[The Monikins by J. Fenimore Cooper]@TWC D-Link book
The Monikins

CHAPTER XVIII
14/18

I entered into recognizance, in fifty thousand promises, for the due appearance of the criminal on the following morning; and we all returned, in a body, to the presence-chamber, treading on each other's tails, in the eagerness to be foremost.
Any one who has ever been at a human court, must very well know that, while it is the easiest thing in the world to throw it into commotion by a violation of etiquette, matters of mere life and death are not at all of a nature to disturb its tranquillity.
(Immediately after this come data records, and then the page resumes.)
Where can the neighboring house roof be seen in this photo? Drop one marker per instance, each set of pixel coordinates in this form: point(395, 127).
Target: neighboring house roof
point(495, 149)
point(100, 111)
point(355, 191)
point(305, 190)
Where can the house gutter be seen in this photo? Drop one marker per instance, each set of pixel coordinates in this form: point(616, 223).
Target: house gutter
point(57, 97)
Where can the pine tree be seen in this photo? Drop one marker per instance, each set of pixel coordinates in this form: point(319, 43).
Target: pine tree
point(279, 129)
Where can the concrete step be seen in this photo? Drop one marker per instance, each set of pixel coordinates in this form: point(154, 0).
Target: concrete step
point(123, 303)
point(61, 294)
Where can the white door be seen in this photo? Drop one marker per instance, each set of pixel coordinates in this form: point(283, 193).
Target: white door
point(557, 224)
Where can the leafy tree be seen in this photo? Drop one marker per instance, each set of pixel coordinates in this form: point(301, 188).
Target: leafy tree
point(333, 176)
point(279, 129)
There, everything is a matter of routine and propriety; and, to judge from experience, nothing is so unseemly as to appear to possess human sympathies.

The fact is not very different at Leaphigh, for the monikin sympathies, apparently, are quite as obtuse as those of men; although justice compels me to allow, that in the case of Captain Poke, the appeal was made in behalf of a creature of a different species.

It is also a settled principle of Leaphigh jurisprudence, that it would be monstrous for the king to interfere in behalf of justice-justice, however, being always administered in his name; although it certainly is not held to be quite so improper for him to interfere in behalf of those who have offended justice.
As a consequence of these nice distinctions, which it requires a very advanced stage of civilization fully to comprehend, both the king and queen received our whole party, when we came back into the presence, exactly as if nothing particular had occurred.

Noah wore both head and tail erect, like another; and the lord high admiral of Leaphigh dropped into a familiar conversation with him, on the subject of ballasting ships, in just as friendly a manner as if he were on the best possible terms with the whole royal family.